De forma periódica, realizaremos revisiones en el centro donde controlaremos la correcta evolución de la herida. Es fundamental mantener una higiene correcta de la zona para facilitar su curación. Tener una herida puede dar la sensación falsa de que no debe tocarse y en consecuencia no lavarse bien. No hay que tener miedo a la ducha diaria, ni se debe evitar lavar bien la zona.

Retiraremos el apósito para ducharnos y limpiaremos la zona con agua y jabón, aclarando bien la herida. Además de la ducha diaria, en el caso de las fístulas perianales, deberemos realizar 2 o 3 veces al día baños de asiento en el bidé (con agua tibia, sal, gel de baño y betadine), especialmente después de la defecación. A continuación, es conveniente secar bien la zona con una toalla limpia.

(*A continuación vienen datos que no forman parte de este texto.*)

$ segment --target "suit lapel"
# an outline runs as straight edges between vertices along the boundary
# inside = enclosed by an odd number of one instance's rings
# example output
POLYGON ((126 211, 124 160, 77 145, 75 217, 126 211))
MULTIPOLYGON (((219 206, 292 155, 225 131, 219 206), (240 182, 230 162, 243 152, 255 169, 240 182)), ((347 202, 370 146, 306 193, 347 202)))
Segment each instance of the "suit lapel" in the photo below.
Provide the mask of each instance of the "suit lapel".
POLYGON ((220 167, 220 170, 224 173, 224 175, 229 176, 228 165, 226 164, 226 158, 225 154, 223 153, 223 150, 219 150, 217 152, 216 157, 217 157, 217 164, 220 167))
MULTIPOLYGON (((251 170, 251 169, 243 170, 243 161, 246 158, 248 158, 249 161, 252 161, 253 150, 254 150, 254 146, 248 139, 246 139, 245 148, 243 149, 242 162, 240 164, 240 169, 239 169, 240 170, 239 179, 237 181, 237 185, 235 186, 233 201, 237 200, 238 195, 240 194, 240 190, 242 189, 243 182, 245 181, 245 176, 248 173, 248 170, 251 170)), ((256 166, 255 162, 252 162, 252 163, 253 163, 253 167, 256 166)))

En algunos casos, le pediremos que tras el lavado, se enjuague la herida con suero fisiológico y betadine, especialmente en el caso de las fístulas sacras, a las que con el baño de asiento no podemos acceder. A continuación colocaremos una gasa sobre la herida (no dentro) para evitar manchar la ropa interior o, si lo prefiere, puede ponerse una compresa o salva-slip.

Recomendamos poner vaselina en los bordes de la herida para evitar que se pegue la gasa o compresa.

Siguiendo cuidadosamente las instrucciones que le hemos dado y manteniendo un correcta higiene, el postoperatorio de las fístulas sacras y perianales será más corto y satisfactorio.

¿Cuanto tiempo tengo que estar de baja si me opero de una fístula anal?

La fístula anal o perianal es una patología proctológica que, sin ser particularmente dolorosa en la mayoría de ocasiones, es muy molesta y disminuye la calidad de vida del paciente y cuya solución, en la gran mayoría de los casos, es quirúrgica. Dependiendo del tamaño y complejidad de la misma, así como de la fase en que se encuentre la fístula, la urgencia en realizar la intervención será mayor o menor.

Existen diferentes técnicas quirúrgicas para operar las fístulas, pero la que mayor tasa de curación ofrece hasta el momento es la puesta a plano de la misma.

En nuestra experiencia, la mayoría de las fístulas perianales pueden intervenirse con anestesia local y de forma ambulatoria, siendo una intervención sencilla, evitando así los ingresos innecesarios y los efectos adversos de la anestesia general o raquídea, y obteniéndose excelentes resultados.

El postoperatorio de las fístulas intervenidas de este modo no es tan complejo y doloroso como suele creerse. La mayoría de los pacientes no requerirán una baja laboral mayor de 2-3 días, pudiendo posteriormente reincorporarse a su vida normal, siempre que sigan rigurosamente nuestras indicaciones.

Será necesario realizar una sencillas curas en casa y acudir periódicamente a nuestro centro para revisar la evolución de la herida y recibir nuevas indicaciones si así fuera necesario.